We present the April 2018 issue of Debt Dialogue, Kramer Levin’s online newsletter devoted to legal developments of interest affecting borrowers and issuers, lenders and security holders, agents and trustees, and buyers and sellers of derivatives in the debt markets. We welcome reader feedback. Comments may be emailed to the individual authors or to debtdialogue@kramerlevin.com.
Topics covered in this issue include:
As the New York Federal Reserve Bank launches its Secured Overnight Financing Rate as its alternative to LIBOR, a new report details the transition period and the pursuit of a baseline level of liquidity for derivatives contracts using the new rate.
The D.C. Circuit Court of Appeals has ruled that the Credit Risk Retention Rule, adopted pursuant to Section 941 of the Dodd-Frank Wall Street Reform and Consumer Protection Act, does not apply to open market CLO managers. Only time will tell how different managers, investors and the market will react to the D.C. Circuit’s interpretation of Section 941 — for example, whether deals will continue to be structured as retention-compliant.
Hybrid debt and other types of debt with equity-like features have long been the focus of rating agencies and financial regulators, particularly in the banking sector. Now, the National Association of Insurance Commissioners, the principal insurance-law standard-setting body in the United States, is considering changes in the ways insurance companies account for these types of instruments as well as holding company leverage resulting from affiliate transactions.
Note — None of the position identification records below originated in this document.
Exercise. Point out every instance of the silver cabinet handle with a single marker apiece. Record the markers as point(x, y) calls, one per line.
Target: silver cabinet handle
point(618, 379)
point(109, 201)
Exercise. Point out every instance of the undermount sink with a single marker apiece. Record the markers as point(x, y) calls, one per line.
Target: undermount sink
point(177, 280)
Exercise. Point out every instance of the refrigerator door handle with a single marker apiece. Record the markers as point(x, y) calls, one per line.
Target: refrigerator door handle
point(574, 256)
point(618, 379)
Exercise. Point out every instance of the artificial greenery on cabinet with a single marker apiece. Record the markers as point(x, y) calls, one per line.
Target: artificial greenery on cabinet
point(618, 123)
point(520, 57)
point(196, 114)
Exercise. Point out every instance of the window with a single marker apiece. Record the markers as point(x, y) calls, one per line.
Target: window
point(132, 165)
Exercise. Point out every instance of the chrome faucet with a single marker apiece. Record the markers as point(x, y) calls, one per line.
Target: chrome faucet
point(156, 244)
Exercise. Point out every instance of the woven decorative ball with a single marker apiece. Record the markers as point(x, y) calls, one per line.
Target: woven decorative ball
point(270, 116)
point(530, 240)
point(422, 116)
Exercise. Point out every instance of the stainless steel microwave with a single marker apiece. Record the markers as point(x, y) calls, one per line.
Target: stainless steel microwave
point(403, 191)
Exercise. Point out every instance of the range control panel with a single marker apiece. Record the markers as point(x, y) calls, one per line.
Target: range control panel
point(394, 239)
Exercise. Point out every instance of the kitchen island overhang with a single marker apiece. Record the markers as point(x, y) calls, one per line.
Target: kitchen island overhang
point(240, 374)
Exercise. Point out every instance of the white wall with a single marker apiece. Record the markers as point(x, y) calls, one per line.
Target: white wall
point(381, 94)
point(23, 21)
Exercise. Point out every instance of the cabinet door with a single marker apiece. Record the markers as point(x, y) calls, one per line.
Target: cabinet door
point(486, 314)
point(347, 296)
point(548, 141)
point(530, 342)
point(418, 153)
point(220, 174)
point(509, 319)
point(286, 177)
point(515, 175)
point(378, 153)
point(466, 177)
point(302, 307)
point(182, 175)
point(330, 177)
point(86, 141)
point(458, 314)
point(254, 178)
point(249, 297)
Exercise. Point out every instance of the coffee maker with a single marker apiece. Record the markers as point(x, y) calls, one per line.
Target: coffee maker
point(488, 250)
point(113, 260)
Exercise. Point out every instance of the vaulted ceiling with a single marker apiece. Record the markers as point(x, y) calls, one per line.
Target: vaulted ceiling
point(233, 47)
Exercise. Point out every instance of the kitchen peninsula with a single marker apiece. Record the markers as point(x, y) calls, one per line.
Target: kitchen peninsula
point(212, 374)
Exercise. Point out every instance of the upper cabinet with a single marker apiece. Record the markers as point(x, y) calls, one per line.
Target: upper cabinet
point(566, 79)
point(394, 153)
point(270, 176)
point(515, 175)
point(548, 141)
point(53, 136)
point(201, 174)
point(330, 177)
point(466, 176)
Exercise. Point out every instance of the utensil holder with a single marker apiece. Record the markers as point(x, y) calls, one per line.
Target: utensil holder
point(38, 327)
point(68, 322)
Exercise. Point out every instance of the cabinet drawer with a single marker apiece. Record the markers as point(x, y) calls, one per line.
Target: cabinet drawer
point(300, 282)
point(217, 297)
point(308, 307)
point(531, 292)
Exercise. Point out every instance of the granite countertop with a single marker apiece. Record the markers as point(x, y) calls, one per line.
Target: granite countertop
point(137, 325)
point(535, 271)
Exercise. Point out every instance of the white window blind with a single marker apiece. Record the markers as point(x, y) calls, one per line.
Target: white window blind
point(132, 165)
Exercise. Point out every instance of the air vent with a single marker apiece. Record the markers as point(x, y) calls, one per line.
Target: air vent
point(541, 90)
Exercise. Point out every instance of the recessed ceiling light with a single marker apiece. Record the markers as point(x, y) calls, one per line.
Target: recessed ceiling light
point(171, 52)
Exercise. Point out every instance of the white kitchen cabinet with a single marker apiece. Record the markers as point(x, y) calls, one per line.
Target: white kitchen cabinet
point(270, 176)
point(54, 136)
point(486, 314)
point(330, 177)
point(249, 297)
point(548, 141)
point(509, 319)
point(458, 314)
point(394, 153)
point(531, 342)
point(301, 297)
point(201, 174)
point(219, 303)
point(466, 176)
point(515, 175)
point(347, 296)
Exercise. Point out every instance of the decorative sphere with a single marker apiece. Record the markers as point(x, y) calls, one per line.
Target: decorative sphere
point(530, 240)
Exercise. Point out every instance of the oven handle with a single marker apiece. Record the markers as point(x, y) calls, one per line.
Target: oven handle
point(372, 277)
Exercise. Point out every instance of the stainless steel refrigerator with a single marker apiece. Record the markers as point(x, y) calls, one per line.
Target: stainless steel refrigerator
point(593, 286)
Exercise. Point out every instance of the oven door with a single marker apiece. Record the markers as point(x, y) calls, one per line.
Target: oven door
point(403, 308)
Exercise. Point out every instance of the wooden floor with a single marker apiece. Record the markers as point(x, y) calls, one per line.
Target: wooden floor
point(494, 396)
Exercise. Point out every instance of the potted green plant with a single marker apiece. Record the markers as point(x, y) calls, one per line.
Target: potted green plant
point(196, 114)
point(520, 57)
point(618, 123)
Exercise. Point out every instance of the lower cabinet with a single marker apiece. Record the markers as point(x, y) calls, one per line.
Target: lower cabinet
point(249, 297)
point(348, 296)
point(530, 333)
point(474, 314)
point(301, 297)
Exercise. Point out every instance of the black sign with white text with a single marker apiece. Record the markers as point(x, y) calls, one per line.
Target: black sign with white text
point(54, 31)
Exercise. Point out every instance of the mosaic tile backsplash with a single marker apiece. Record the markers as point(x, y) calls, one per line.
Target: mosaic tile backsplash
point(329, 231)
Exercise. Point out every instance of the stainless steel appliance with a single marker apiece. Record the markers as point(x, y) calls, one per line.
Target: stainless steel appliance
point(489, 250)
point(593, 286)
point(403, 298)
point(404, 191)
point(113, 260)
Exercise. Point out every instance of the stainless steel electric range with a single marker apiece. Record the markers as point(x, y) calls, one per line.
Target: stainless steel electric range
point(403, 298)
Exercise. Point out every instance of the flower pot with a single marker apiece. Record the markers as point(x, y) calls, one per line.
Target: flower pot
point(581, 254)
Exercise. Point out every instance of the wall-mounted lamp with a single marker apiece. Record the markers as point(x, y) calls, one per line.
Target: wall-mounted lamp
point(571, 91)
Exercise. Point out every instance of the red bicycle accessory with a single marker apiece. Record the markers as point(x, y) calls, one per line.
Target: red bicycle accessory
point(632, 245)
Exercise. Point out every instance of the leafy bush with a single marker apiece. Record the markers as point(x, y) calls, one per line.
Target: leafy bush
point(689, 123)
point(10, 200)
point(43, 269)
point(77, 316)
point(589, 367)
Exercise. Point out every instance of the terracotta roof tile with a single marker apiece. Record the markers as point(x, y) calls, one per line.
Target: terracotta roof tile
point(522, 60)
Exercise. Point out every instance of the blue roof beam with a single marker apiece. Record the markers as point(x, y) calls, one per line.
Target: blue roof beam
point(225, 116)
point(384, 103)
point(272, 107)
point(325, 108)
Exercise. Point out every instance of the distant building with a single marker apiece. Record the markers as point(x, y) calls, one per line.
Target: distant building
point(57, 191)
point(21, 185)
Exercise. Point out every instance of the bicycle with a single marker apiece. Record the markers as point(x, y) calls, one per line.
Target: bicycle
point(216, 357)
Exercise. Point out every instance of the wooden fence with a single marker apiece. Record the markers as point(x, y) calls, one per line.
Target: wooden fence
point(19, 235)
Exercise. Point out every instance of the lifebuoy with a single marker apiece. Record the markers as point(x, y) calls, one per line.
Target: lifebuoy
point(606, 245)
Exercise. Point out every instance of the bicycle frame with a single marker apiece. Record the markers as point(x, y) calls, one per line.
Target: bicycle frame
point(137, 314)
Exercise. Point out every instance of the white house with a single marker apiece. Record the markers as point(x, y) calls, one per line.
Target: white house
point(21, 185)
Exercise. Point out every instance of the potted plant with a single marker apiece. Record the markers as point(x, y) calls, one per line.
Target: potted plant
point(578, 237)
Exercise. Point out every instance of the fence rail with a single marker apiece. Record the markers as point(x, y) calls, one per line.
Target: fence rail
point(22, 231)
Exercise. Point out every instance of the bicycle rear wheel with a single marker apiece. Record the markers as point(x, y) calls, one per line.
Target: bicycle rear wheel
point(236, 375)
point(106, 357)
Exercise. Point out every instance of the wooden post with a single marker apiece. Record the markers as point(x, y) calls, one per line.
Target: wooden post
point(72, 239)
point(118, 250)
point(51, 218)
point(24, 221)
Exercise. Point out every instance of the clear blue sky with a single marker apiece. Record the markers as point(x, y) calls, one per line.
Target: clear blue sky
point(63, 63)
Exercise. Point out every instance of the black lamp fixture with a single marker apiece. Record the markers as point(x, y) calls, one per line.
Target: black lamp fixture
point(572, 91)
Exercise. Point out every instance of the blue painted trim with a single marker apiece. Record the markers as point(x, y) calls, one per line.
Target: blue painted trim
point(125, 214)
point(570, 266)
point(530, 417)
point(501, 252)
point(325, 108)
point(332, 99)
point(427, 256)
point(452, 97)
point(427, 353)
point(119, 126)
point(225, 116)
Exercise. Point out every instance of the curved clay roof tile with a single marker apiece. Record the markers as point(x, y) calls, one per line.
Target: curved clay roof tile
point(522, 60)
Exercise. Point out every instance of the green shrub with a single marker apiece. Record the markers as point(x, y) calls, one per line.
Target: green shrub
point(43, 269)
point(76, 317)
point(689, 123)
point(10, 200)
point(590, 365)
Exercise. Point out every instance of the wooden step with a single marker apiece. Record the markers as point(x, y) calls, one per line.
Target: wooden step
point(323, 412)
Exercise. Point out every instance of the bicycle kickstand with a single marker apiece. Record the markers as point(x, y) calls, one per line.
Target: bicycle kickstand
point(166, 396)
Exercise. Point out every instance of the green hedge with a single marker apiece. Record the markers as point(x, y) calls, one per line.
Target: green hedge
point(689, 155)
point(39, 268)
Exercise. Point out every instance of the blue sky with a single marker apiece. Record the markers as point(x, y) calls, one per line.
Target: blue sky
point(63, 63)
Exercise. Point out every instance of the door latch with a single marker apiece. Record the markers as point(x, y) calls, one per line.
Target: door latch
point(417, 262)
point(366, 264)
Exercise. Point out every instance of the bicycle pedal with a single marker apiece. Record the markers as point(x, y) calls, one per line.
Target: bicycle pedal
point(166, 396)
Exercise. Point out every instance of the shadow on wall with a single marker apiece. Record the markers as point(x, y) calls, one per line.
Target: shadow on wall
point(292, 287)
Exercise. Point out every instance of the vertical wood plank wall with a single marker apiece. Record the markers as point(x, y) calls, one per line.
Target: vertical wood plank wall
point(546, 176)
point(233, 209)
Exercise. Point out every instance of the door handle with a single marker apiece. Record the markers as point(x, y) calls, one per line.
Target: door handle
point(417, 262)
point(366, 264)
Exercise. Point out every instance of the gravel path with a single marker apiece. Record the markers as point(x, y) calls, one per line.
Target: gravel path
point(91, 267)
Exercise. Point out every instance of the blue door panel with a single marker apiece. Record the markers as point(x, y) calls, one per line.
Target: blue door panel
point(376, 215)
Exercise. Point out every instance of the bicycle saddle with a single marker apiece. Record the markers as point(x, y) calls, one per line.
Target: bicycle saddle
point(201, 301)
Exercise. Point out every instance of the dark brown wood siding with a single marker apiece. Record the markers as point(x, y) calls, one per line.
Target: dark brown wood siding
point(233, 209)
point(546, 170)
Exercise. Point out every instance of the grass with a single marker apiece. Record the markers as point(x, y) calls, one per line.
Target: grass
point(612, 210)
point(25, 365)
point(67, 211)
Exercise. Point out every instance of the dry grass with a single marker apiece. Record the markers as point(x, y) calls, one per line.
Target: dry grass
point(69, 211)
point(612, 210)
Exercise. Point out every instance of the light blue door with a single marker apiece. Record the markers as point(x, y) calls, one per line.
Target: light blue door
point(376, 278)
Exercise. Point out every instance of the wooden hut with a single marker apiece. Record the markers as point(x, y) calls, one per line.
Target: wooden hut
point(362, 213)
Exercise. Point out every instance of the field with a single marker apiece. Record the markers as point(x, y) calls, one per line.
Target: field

These possible changes stem from the ongoing development of group-wide capital standards for insurance companies, whose capital has historically been regulated principally at the legal entity level.
A case this past year in the District of New Jersey addressed the enforceability of a breakup fee provision in a term sheet for second lien financing. The case is notable because the court was prepared to enforce the breakup fee on summary judgment, even though it was not at all clear that the financing could have ultimately closed. While the plaintiff prevailed, the case offers some lessons for the careful drafting of a breakup fee provision in a financing term sheet.